Le monde est entré dans l’écologisation

J’emploie le terme « écologisation », parce que le terme « transition » renvoie aux questions énergétiques, et donne l’impression simpliste d’un processus d’assez courte durée, vers une situation connue. Et que la plupart des termes, à commencer par « écologie », déclenchaient des réactions binaires, pour ou contre. Avec une propension, du côté des écologistes, à abuser des dénonciations et des condamnations stériles. Avec le terme « écologisation », on voit d’emblée, comme cela a été le cas à propos de l’industrialisation, qu’il s’agit d’un processus étalé dans le temps, plus ou moins rapide selon les domaines. Mais en tout cas, on n’est pas dans le tout ou rien. Et dès lors, la discussion porte sur le calendrier, le rythme et les délais. Il s’agit d’inventions, de recherche scientifique et d’une gigantesque transformation des modes de production énergétiques, industriels et agricoles, des transports, et d’une grande partie des modes de vie qui ont changé le monde depuis la révolution industrielle.

L’Etat doit évidemment orienter, par des mesures fiscales ou règlementaires, mais elles ne servent à rien si des alternatives aux pratiques actuelles ne sont pas inventées et mises au point à des prix abordables, et proposées aux consommateurs et usagers. Le rôle des entreprises sera donc, à l’évidence, essentiel. Sans oublier les collectivités locales, les associations, les ONG, les médias, et tous ceux qui participent au sein des sociétés démocratiques modernes, ultra-individualistes et éclatées, à la décision.

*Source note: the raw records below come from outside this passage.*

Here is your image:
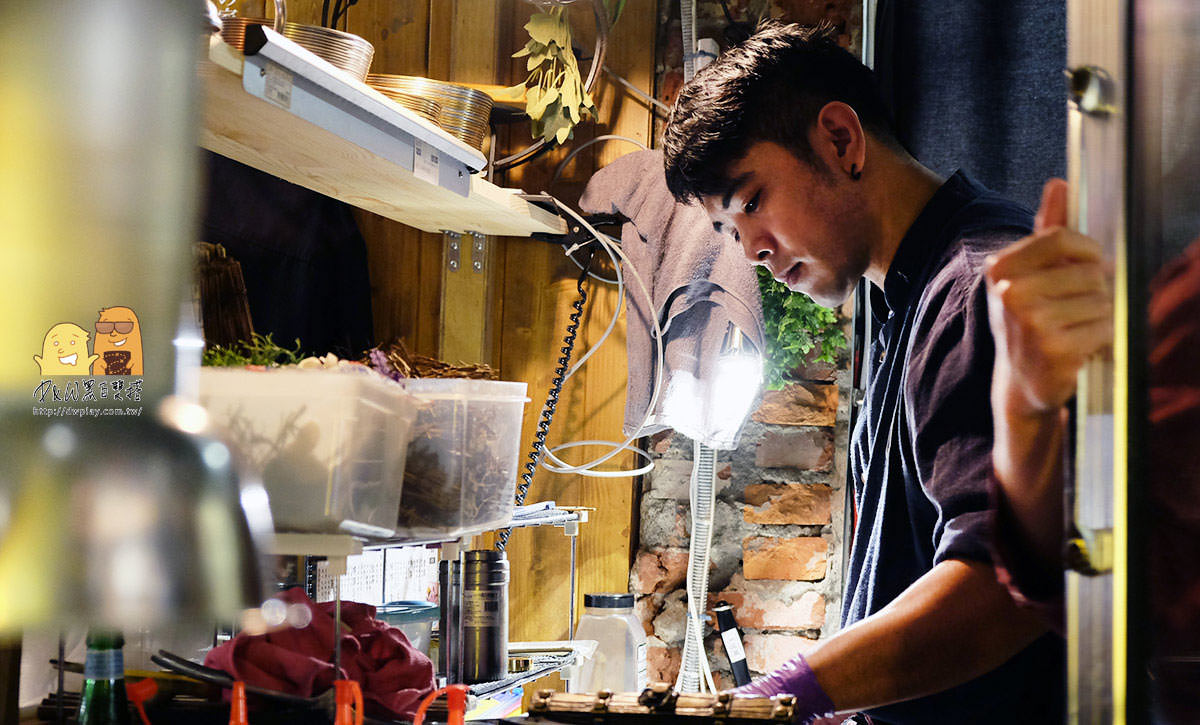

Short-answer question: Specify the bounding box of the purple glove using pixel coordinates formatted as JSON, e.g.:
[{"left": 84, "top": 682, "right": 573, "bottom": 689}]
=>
[{"left": 730, "top": 654, "right": 835, "bottom": 724}]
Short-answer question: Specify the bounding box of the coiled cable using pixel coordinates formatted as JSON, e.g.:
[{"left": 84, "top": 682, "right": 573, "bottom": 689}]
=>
[{"left": 496, "top": 247, "right": 596, "bottom": 552}]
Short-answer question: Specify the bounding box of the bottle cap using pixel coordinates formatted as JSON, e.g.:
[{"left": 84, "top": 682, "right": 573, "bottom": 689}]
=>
[{"left": 584, "top": 592, "right": 634, "bottom": 608}]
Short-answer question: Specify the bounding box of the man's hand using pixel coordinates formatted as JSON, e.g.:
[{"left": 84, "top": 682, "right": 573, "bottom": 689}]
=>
[
  {"left": 985, "top": 178, "right": 1115, "bottom": 571},
  {"left": 984, "top": 178, "right": 1112, "bottom": 420}
]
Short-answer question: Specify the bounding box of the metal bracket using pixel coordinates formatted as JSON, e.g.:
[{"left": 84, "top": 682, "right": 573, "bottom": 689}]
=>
[
  {"left": 1065, "top": 526, "right": 1114, "bottom": 576},
  {"left": 1066, "top": 65, "right": 1117, "bottom": 117},
  {"left": 443, "top": 231, "right": 462, "bottom": 272},
  {"left": 468, "top": 232, "right": 487, "bottom": 274}
]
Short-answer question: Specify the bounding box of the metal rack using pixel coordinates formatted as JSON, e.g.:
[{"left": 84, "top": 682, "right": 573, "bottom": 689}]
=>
[{"left": 266, "top": 504, "right": 592, "bottom": 699}]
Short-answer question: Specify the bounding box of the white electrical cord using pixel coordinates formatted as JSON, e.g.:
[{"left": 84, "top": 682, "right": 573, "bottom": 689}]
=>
[
  {"left": 531, "top": 198, "right": 665, "bottom": 478},
  {"left": 549, "top": 134, "right": 650, "bottom": 192}
]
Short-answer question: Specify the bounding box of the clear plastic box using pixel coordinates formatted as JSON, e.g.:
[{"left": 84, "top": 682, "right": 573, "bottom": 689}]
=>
[
  {"left": 393, "top": 379, "right": 529, "bottom": 541},
  {"left": 199, "top": 367, "right": 417, "bottom": 537}
]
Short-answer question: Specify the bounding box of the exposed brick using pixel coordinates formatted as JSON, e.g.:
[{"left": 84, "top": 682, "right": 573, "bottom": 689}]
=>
[
  {"left": 634, "top": 595, "right": 663, "bottom": 636},
  {"left": 753, "top": 382, "right": 838, "bottom": 427},
  {"left": 754, "top": 428, "right": 833, "bottom": 471},
  {"left": 743, "top": 633, "right": 817, "bottom": 675},
  {"left": 742, "top": 537, "right": 828, "bottom": 581},
  {"left": 650, "top": 590, "right": 688, "bottom": 646},
  {"left": 709, "top": 588, "right": 826, "bottom": 631},
  {"left": 743, "top": 483, "right": 832, "bottom": 525},
  {"left": 646, "top": 638, "right": 681, "bottom": 684},
  {"left": 717, "top": 463, "right": 733, "bottom": 480},
  {"left": 632, "top": 548, "right": 689, "bottom": 594},
  {"left": 651, "top": 430, "right": 674, "bottom": 455},
  {"left": 646, "top": 459, "right": 695, "bottom": 500},
  {"left": 713, "top": 670, "right": 738, "bottom": 692}
]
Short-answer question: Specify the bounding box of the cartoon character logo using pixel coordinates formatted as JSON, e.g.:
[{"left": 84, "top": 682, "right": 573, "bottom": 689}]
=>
[
  {"left": 33, "top": 323, "right": 100, "bottom": 375},
  {"left": 93, "top": 306, "right": 143, "bottom": 376}
]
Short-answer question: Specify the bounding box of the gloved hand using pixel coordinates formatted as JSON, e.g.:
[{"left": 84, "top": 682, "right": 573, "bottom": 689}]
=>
[{"left": 729, "top": 654, "right": 835, "bottom": 724}]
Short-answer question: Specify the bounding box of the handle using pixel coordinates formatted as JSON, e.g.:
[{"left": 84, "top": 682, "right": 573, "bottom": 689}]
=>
[
  {"left": 272, "top": 0, "right": 286, "bottom": 34},
  {"left": 228, "top": 681, "right": 248, "bottom": 725},
  {"left": 125, "top": 678, "right": 158, "bottom": 725},
  {"left": 334, "top": 679, "right": 364, "bottom": 725},
  {"left": 413, "top": 684, "right": 469, "bottom": 725}
]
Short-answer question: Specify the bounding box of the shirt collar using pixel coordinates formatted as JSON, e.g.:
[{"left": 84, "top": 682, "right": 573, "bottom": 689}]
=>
[{"left": 873, "top": 170, "right": 986, "bottom": 320}]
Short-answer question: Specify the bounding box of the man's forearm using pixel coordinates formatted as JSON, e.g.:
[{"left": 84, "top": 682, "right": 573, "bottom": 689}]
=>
[
  {"left": 992, "top": 380, "right": 1067, "bottom": 567},
  {"left": 803, "top": 559, "right": 1048, "bottom": 713}
]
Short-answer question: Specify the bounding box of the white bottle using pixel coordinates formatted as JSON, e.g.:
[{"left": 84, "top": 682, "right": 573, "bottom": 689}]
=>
[{"left": 570, "top": 593, "right": 648, "bottom": 693}]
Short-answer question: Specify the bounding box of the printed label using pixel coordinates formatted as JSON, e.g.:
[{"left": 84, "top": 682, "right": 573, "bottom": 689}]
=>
[
  {"left": 636, "top": 641, "right": 648, "bottom": 689},
  {"left": 413, "top": 139, "right": 440, "bottom": 186},
  {"left": 462, "top": 590, "right": 500, "bottom": 628},
  {"left": 84, "top": 650, "right": 124, "bottom": 681},
  {"left": 264, "top": 63, "right": 293, "bottom": 109},
  {"left": 720, "top": 629, "right": 747, "bottom": 663}
]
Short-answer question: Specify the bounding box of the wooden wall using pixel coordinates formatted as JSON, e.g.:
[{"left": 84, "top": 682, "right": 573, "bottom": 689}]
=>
[{"left": 281, "top": 0, "right": 656, "bottom": 655}]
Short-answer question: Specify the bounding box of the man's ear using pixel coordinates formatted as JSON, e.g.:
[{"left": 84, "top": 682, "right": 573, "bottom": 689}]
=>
[{"left": 814, "top": 102, "right": 867, "bottom": 178}]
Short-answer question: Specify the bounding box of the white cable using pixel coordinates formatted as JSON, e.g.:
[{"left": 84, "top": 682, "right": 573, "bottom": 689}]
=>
[
  {"left": 550, "top": 134, "right": 649, "bottom": 192},
  {"left": 603, "top": 66, "right": 672, "bottom": 115},
  {"left": 542, "top": 204, "right": 661, "bottom": 474},
  {"left": 532, "top": 198, "right": 665, "bottom": 478}
]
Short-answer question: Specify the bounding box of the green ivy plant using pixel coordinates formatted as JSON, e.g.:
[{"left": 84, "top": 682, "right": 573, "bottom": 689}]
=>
[
  {"left": 511, "top": 7, "right": 597, "bottom": 145},
  {"left": 201, "top": 333, "right": 304, "bottom": 367},
  {"left": 757, "top": 267, "right": 847, "bottom": 390}
]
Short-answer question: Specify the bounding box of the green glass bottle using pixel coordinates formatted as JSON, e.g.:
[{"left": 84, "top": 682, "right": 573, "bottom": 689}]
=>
[{"left": 77, "top": 630, "right": 132, "bottom": 725}]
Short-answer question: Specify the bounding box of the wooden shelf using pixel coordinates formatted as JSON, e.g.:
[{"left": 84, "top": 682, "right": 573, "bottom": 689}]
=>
[{"left": 199, "top": 36, "right": 565, "bottom": 237}]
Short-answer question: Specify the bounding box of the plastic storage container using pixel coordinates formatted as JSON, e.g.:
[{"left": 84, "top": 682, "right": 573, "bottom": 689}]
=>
[
  {"left": 376, "top": 601, "right": 439, "bottom": 655},
  {"left": 199, "top": 367, "right": 417, "bottom": 537},
  {"left": 569, "top": 593, "right": 648, "bottom": 693},
  {"left": 393, "top": 379, "right": 528, "bottom": 540}
]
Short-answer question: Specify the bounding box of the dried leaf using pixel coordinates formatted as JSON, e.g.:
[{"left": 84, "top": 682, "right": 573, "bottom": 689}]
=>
[
  {"left": 528, "top": 85, "right": 559, "bottom": 119},
  {"left": 525, "top": 11, "right": 564, "bottom": 46}
]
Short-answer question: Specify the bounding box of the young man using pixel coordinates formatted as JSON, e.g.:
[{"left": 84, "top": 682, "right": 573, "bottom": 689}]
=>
[{"left": 662, "top": 22, "right": 1064, "bottom": 723}]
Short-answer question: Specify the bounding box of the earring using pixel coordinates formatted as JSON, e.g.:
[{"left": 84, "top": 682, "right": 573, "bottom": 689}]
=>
[{"left": 850, "top": 163, "right": 862, "bottom": 181}]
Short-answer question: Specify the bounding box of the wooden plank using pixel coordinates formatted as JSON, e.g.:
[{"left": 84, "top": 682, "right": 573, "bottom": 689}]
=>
[
  {"left": 498, "top": 0, "right": 654, "bottom": 661},
  {"left": 429, "top": 0, "right": 507, "bottom": 364},
  {"left": 198, "top": 54, "right": 564, "bottom": 236}
]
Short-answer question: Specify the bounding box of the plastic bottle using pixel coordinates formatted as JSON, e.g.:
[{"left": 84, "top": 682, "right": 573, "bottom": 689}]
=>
[
  {"left": 570, "top": 593, "right": 647, "bottom": 693},
  {"left": 78, "top": 630, "right": 131, "bottom": 725}
]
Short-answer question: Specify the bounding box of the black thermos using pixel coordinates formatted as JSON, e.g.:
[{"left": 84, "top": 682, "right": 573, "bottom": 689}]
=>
[{"left": 461, "top": 550, "right": 509, "bottom": 684}]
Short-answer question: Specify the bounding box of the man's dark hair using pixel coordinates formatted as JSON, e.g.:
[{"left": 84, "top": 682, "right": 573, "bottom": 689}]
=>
[{"left": 662, "top": 21, "right": 902, "bottom": 204}]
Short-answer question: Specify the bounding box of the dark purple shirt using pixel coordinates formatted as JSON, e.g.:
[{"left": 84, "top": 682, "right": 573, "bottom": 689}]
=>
[{"left": 843, "top": 171, "right": 1065, "bottom": 723}]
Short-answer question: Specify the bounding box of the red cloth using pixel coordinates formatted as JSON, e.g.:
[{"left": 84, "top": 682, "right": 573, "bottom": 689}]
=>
[{"left": 205, "top": 588, "right": 435, "bottom": 720}]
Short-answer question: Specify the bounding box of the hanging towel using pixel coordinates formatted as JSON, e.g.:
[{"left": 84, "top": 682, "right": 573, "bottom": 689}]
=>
[{"left": 579, "top": 149, "right": 764, "bottom": 449}]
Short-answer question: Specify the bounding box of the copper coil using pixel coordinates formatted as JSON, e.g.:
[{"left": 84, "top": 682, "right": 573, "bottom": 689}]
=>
[
  {"left": 220, "top": 17, "right": 374, "bottom": 82},
  {"left": 366, "top": 74, "right": 493, "bottom": 151}
]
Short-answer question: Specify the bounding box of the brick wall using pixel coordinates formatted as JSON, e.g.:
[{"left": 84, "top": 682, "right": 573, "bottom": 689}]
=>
[
  {"left": 635, "top": 0, "right": 860, "bottom": 687},
  {"left": 632, "top": 342, "right": 853, "bottom": 687}
]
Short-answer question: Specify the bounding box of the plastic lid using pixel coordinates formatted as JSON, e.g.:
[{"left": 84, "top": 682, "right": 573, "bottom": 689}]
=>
[
  {"left": 584, "top": 592, "right": 634, "bottom": 608},
  {"left": 376, "top": 600, "right": 439, "bottom": 623}
]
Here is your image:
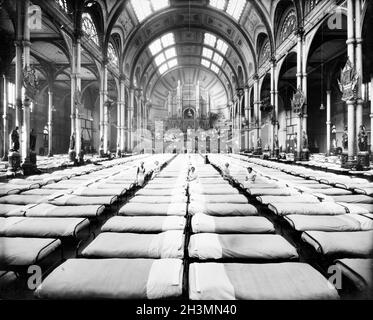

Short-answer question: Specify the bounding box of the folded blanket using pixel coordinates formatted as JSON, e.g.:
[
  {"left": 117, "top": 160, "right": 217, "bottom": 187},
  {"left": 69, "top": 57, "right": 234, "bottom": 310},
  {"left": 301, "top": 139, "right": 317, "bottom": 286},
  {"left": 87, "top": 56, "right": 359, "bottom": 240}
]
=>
[
  {"left": 82, "top": 231, "right": 185, "bottom": 259},
  {"left": 189, "top": 262, "right": 339, "bottom": 300},
  {"left": 129, "top": 195, "right": 187, "bottom": 204},
  {"left": 191, "top": 215, "right": 275, "bottom": 234},
  {"left": 190, "top": 194, "right": 248, "bottom": 204},
  {"left": 135, "top": 188, "right": 186, "bottom": 197},
  {"left": 119, "top": 203, "right": 187, "bottom": 216},
  {"left": 35, "top": 258, "right": 183, "bottom": 299},
  {"left": 101, "top": 216, "right": 186, "bottom": 233},
  {"left": 188, "top": 233, "right": 298, "bottom": 260}
]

Dans de telles sociétés, c’est évidemment plus difficile d’engager des changements majeurs que sous des régimes autoritaires, mais elles y parviendront, d’autant mieux que l’opinion, les acheteurs ou les consommateurs, ou les jeunes diplômés, l’exigent de plus en plus. Donc il n’y a pas à hiérarchiser, encore moins à opposer, le rôle des uns et le rôle des autres. La mise au point de voitures propulsées par une énergie électrique, ne rejetant pas de CO2 elles-mêmes, et construites avec des composants extraits dans des conditions de moins en moins anti-écologiques, en est un exemple. Cela sera beaucoup plus compliqué et plus long dans le domaine agro-industriel, même s’il existe certainement des marges de progression et de rentabilité écologiques considérables. Mais on ne pourra pas changer le comportement de centaines de millions d’êtres humains aussi rapidement que celui d’entreprises industrielles robotisées.

Les entreprises, qu’elles soient en pointe, bénéficiaires du changement, ou durablement handicapées par une mutation extrêmement coûteuse aux débouchés encore incertains, seront au cœur de ce débat pendant des décennies. Mais, si l’on veut un capitalisme « responsable », il est tout simplement impossible de faire l’impasse sur l’écologisation. A un moment donné, on parlera même de « compétitivité écologique » et on introduira dans le calcul de la rentabilité économique, au-delà de la taxe carbone, d’autres dimensions écologiques jusqu’ici externalisées. En revanche, je ne pense pas qu’il faille trop charger la barque et que l’on doive attendre des entreprises, au titre de la RSE, de transformer les sociétés en sociétés idéales, et de se substituer à tout ce qui ne marche plus bien en matière de formation, d’éducation, d’emploi, voire de santé publique. Qu’elles y contribuent sera très bien, mais une entreprise même très responsable, restera une entreprise, pas une ONG.